Writing Methods to Fetch Comics

A consideration has to be done before continuing with the implementation: the optimal data type to store comics is Map<String, dynamic>, which handles JSON objects perfectly.

Given that we know how to fetch comics, let’s start writing some code to use that knowledge to write methods to fetch comics that we can use in our app!

Fetching the Latest Comic

Wrapping the code we discussed earlier into an arrow function isn’t hard at all:

 Future<Map<​String​, ​dynamic​>> fetchLatestComic() async =>
  json.decode(
  await http.read(​"https://xkcd.com/info.0.json"​)
  );

We can access a Map’s field a lot like we would access List elements by using varName["attrName"] where varName is the name of the Map variable and attrName is the name of the attributes. This is exactly the same syntax used in Python to access dictionary elements. This is how you access every attribute:

 var​ comic = fetchLatestComic();
 int​ ​num​ = comic[​"num"​];
 String​ link = comic[​"link"​];
 String​ news = comic[​"news"​];
 String​ safe_title = comic[​"safe_title"​];
 String​ transcript = comic[​"transcript"​];
 String​ alt = comic[​"alt"​];
 ImageProvider img = NetworkImage(comic[​"img"​]);
 String​ title = comic[​"title"​];
 String​ MDYDate = ​"​​${comic["month"]}​​/​​${comic["day"]}​​/​​${comic["year"]}​​"​;
 String​ DMYDate = ​"​​${comic["day"]}​​/​​${comic["month"]}​​/​​${comic["year"]}​​"​;

Fetching Previous Comics

Fetching by comic number is easy since the API is designed to do just that:

 Future<Map<​String​, ​dynamic​>> fetchComic(​int​ n) async =>
  json.decode(
  await http.read(​"https://xkcd.com/info.0.json"​)
  );

But sorting reverse chronological is a lot harder, as we need to know the latest comic number to get the previous, and so on:

 Future<Map<​String​, ​dynamic​>> fetchComic(​int​ n) async {
 int​ latestComicNum = ...;
 return​ json.decode(
  await http.read(​"https://xkcd.com/info.0.json"​)
  );
 }

The obvious way to do that would be to just call fetchLatestComic and get the num attribute, like this:

 int​ latestComicNum = fetchLatestComic()[​"num"​];

But doing it that way would require two different GET requests to fetch each comic, and many of them are going to be redundant and useless.

Fetching the Latest Comic Number Just Once

Since we are going to use these methods inside an app, which will have a wrapper class around it (at least for the home screen), we can just pass it to that class when we run the app and then the fetchComic method inside that class will be able to access it directly.

The New fetchComic

Fetching a comic is really simple this way, since we don’t need to worry about the latest comic number, which will be provided by the class in which we’ll define the method:

 Future<Map<​String​, ​dynamic​>> fetchComic(​int​ n) async =>
  json.decode(
  await http.read(
 "https://xkcd.com/​​${latestComicNum-n}​​/info.0.json"
  )
  );

A Function to Get the Latest Comic Number

We need to get the latest comic number when we run the app though, and to do that we need to define a function that will fetch that when we need it:

 Future<​int​> getLatestComicNumber() async =>
 json.decode(
  await http.read(​'https://xkcd.com/info.0.json'​)
  )
  [​"num"​];

What If There’s No Internet Connection?

If there is no Internet connection, the app will not work.
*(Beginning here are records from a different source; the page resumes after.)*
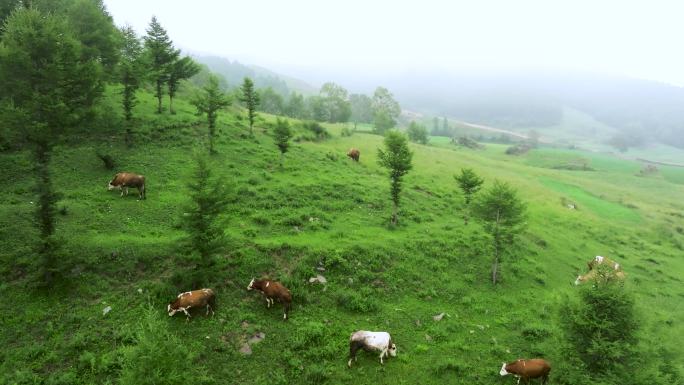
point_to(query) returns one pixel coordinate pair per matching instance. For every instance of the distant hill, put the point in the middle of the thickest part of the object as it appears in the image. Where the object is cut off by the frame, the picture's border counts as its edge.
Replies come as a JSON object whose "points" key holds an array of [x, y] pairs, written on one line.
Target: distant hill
{"points": [[525, 99], [234, 72]]}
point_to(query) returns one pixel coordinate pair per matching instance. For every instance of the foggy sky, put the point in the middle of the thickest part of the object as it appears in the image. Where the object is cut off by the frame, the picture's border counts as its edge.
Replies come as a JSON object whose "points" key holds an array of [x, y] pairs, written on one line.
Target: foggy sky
{"points": [[318, 39]]}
This is a problem but, since we are downloading all of the comics anyway, we should be able to fix it just by saving them to permanent local storage so that we can load them when there is no Internet connection.

This has the added advantage of giving us the chance to optimize our app in a significant way: if we have the previous comics on local storage we don’t need to fetch them from the Internet, so we finally eliminate all the redundant GET requests and we can just focus on getting new data when we need it.